Once I have implemented these steps, i would also like to incorporate the use of video. I have investigated Vine and think that this would be a good starting point since many students have experience with it and the video length is only 6 seconds which makes them relatively quick to make. I currently use Pinterest for social bookmarking and think this could be helpful for students to keep track of photographers and inspiration for their work.
I have reviewed and explored many ways to incorporate technology into my teaching, either with students or in developing my PLN. One of the most important things that I have learned is that you cannot just use technology for the sake of wanting to use it. For a while I was trying to force Twitter into my classroom because “that is what the kids are using”. I thought perhaps I could send out reminders about assignments to students. It was unsuccessful in every sense of the word. It gained me zero followers and left me feeling bummed out. Once I explored it further I realized that that wasn’t the best way for me to use the tool. I have since begun using it as part of my PLN, I have gained some new followers (feel free to follow as well @MrsCapalbo) and am very pleased with all the info that is curated just for me. The Web 2.0 tools you choose must serve a purpose that cannot be fulfilled by or must be more successful than other methods.
This course also validated what I have been trying to accomplish in the classroom and strengthened my vision for what technology can do for my students. These are essential skills that they will need as they ready themselves for life outside the walls of the classroom. Marketing and branding oneself with a positive, meaningful online identity is now a critical part in preparation for college and the workplace. If schools don’t help to guide students through this, then we are not only doing our students a monumental disservice we are failing to prepare them for their futures.

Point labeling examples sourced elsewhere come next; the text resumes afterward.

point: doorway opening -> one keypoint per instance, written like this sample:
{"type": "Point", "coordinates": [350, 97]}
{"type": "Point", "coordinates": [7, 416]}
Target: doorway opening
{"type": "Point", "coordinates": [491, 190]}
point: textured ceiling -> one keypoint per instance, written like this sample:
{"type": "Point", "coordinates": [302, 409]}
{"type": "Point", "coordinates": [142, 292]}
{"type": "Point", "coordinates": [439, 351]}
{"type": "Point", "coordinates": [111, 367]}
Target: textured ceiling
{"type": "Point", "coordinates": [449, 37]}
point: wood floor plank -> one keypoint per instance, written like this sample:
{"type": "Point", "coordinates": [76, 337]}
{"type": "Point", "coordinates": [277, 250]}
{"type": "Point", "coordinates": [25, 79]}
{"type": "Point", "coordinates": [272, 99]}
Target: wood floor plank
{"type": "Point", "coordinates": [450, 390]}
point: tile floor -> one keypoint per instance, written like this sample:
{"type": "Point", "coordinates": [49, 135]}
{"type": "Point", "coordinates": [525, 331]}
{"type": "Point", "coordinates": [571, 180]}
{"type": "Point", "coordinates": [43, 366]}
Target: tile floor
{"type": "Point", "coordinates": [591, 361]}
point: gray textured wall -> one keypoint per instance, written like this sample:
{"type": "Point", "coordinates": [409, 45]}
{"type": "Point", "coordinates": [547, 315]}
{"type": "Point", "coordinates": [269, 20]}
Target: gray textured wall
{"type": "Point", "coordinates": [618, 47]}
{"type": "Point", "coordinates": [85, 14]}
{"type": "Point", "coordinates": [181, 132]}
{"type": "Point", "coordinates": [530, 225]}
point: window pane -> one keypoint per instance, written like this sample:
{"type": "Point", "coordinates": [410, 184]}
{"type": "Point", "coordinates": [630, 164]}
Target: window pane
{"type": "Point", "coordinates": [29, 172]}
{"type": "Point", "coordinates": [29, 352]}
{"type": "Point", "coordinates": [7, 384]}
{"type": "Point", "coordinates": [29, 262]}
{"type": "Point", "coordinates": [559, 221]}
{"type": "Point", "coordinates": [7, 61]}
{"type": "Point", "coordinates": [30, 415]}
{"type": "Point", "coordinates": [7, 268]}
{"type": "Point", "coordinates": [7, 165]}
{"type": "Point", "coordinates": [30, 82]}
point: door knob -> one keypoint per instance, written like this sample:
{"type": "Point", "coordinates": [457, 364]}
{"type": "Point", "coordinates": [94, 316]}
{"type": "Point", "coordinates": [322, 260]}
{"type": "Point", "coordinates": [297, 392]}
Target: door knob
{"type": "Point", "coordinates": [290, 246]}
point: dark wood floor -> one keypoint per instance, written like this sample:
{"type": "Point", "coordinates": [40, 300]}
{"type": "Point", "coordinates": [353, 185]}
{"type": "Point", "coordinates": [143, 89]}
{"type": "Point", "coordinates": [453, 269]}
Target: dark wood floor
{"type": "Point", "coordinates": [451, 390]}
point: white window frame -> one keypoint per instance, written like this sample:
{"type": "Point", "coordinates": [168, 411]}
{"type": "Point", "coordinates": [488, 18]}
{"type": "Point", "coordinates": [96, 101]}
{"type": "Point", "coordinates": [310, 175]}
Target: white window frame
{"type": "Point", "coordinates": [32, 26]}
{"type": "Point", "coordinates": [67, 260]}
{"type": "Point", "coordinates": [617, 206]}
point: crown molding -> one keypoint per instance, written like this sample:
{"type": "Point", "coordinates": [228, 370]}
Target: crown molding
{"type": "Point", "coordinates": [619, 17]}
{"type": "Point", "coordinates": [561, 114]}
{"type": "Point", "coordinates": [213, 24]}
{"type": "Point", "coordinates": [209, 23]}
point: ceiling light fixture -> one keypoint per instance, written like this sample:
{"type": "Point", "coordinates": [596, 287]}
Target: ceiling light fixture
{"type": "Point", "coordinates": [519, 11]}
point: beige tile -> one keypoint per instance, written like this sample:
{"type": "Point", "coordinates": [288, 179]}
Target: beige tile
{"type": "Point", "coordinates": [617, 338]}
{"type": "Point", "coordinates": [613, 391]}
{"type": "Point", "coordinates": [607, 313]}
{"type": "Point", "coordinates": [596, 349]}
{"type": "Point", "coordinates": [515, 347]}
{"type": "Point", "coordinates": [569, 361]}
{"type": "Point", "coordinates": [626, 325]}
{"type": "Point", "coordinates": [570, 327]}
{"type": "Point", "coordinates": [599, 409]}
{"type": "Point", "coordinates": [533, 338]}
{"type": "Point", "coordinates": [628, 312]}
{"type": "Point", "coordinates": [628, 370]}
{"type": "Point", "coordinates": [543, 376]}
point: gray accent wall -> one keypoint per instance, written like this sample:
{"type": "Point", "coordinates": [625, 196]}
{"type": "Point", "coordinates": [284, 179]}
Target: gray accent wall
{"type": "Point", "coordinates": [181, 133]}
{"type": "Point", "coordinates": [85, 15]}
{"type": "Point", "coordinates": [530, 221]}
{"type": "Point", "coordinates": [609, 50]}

Web 2.0 Strategies and The Skills Students will Acquire based on Bloom’s Taxonomy:
- Remembering: Students will be able to bullet point the purpose and direction of their blog.

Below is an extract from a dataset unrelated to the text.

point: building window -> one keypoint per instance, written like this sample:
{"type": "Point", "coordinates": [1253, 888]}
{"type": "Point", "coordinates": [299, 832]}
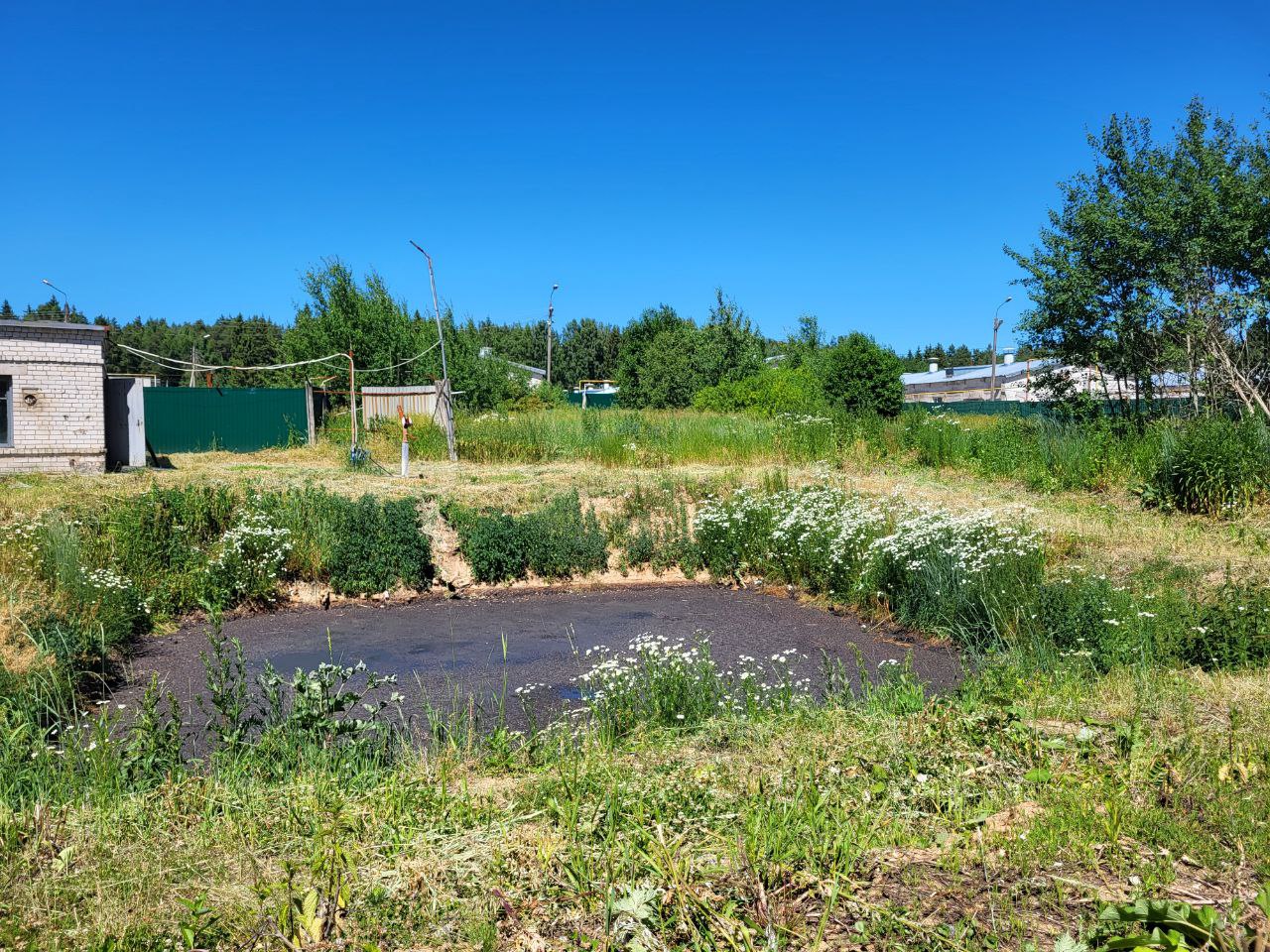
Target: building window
{"type": "Point", "coordinates": [5, 412]}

- Understanding: Students will journal about their interests, motivations as an artist and reflect on their journey as a photographer.
- Applying: Students will upload photos, videos, links and documents to their blogs to support their portfolio of work.
- Analyzing: Students will organize the content of their blog so that it showcases their best work and presents a positive image.
- Evaluating: Students will comment and critique their work and the work of their peers.
- Creating: Students will publish a blog that will be kept as a digital portfolio.
- Remembering: Students will be able to search for and find photos that interest them.
- Understanding: Students will subscribe to others in order to gain a community of photographers to share with.
- Applying: Students will edit photos in order to make them as strong as possible.
- Analyzing: Students will compare their early photos to their photos later in the year and look for growth.
- Evaluating: Students will experiment with various photo filters and compositional techniques.
- Creating: Students will produce a portfolio of photos that have been edited, shared and critiqued.
- Remembering: Students will be able to locate resources using social bookmarking.
- Understanding: Students will categorize their pins by tagging them.
- Applying: Students will share pins with each other to help foster the learning community.
- Analyzing: Students will integrate the inspirations and resources that they find through social bookmarking into their projects.
- Evaluating: Students will collaborate by pinning to a group board.
- Creating: Students will produce an organized database of information.